Developing a User Centric Content Strategy

What’s wrong to make content just for yourself?

“Content should exist because there is a target set of audience – people who will read, watch, and/or look at your stuff. Keep in mind that the reason we are making content is not to make ourselves feel good, or to archive and document what our company is about. We make content for people – users who drop by in your site because they want to know you!”

(Sean Si a.k.a. @h3sean ~ SEO Hacker)

Why The User Experience Can Or Cannot Be Designed

Designing the right circumstances so the proper experiences can emerge.

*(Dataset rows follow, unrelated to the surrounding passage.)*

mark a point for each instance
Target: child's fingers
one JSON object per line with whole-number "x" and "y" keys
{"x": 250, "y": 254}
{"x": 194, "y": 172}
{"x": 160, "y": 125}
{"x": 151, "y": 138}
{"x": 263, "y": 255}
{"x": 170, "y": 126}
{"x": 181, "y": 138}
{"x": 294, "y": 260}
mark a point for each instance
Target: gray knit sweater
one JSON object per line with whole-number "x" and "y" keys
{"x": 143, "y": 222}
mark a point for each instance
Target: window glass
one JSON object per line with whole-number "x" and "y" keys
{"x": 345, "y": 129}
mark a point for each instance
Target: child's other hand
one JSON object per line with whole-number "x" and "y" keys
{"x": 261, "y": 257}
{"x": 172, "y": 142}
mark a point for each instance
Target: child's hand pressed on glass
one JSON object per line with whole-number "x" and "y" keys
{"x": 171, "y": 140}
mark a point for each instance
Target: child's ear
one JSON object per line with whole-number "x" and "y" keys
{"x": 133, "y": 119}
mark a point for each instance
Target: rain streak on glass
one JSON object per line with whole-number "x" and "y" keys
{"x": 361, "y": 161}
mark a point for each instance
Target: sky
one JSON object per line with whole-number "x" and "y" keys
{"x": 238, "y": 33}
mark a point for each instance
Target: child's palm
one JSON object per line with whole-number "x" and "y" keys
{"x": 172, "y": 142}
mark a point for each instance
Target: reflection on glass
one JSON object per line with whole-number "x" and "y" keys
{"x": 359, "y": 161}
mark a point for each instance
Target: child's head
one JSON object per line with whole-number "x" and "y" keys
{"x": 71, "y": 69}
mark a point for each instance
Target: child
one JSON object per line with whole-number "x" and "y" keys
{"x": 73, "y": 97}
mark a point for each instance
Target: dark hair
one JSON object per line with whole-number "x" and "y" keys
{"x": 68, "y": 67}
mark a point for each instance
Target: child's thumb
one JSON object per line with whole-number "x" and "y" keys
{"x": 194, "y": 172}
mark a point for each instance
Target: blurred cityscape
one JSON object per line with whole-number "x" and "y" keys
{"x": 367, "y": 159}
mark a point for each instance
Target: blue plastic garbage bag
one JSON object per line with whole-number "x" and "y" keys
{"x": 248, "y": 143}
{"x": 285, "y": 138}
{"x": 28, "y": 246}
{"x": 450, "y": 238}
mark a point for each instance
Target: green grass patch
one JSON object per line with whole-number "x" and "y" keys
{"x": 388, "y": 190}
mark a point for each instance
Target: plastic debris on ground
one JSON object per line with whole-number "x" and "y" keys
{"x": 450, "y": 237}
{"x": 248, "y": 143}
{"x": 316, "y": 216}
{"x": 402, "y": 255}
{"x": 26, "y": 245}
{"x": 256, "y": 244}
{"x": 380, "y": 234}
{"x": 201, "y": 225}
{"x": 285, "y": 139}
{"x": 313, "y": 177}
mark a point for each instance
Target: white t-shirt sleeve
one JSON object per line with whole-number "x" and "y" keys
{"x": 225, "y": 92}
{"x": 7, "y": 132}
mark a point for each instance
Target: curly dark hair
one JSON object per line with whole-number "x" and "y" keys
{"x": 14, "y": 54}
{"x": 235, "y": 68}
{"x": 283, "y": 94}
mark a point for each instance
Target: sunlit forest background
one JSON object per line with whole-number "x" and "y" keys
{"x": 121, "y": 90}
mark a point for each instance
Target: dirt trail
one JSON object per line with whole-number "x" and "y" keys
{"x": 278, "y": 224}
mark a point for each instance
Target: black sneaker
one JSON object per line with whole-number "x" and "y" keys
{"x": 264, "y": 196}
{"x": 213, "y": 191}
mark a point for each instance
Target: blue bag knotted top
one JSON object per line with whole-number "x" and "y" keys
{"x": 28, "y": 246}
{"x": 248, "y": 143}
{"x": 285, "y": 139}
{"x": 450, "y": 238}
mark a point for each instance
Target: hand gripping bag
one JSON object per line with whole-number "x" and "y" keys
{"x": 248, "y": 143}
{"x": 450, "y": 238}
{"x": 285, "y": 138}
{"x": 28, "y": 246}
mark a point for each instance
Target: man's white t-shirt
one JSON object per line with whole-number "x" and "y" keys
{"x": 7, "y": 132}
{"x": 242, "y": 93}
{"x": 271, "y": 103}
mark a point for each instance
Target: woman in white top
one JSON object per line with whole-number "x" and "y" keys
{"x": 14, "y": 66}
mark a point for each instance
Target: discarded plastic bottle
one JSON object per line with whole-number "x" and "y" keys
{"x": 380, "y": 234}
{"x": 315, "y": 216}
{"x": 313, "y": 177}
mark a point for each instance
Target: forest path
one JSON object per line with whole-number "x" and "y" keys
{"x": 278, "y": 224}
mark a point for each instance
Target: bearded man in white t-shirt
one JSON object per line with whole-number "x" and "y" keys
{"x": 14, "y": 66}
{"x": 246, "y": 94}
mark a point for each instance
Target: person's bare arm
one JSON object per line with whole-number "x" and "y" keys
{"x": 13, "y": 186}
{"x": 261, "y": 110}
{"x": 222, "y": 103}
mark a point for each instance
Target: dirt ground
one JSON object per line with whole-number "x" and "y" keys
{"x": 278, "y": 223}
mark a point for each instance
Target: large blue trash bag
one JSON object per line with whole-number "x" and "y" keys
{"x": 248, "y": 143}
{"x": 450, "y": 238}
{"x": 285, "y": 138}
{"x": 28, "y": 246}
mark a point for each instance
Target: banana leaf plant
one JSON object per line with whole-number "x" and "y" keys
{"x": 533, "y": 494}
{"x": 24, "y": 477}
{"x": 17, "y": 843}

“It seems an endless discussion whether the user experience can or cannot be designed. The difficulty of the discussion lies in the level of abstraction. I believe that is because everything is an experience and everyone is a user. There is no standard definition, nor consensus among the practitioners, of what experience design really is. In this article I hope to shed some light on the issue. I will share my thoughts about the difficulties to design the user experience and give some practical tips how to overcome this challenge.”

(Paul Olyslager a.k.a. @paulolyslager ~ Usabilia)

A Business Case For Transformative Services

And do transformative services deliver the same kind of experiences?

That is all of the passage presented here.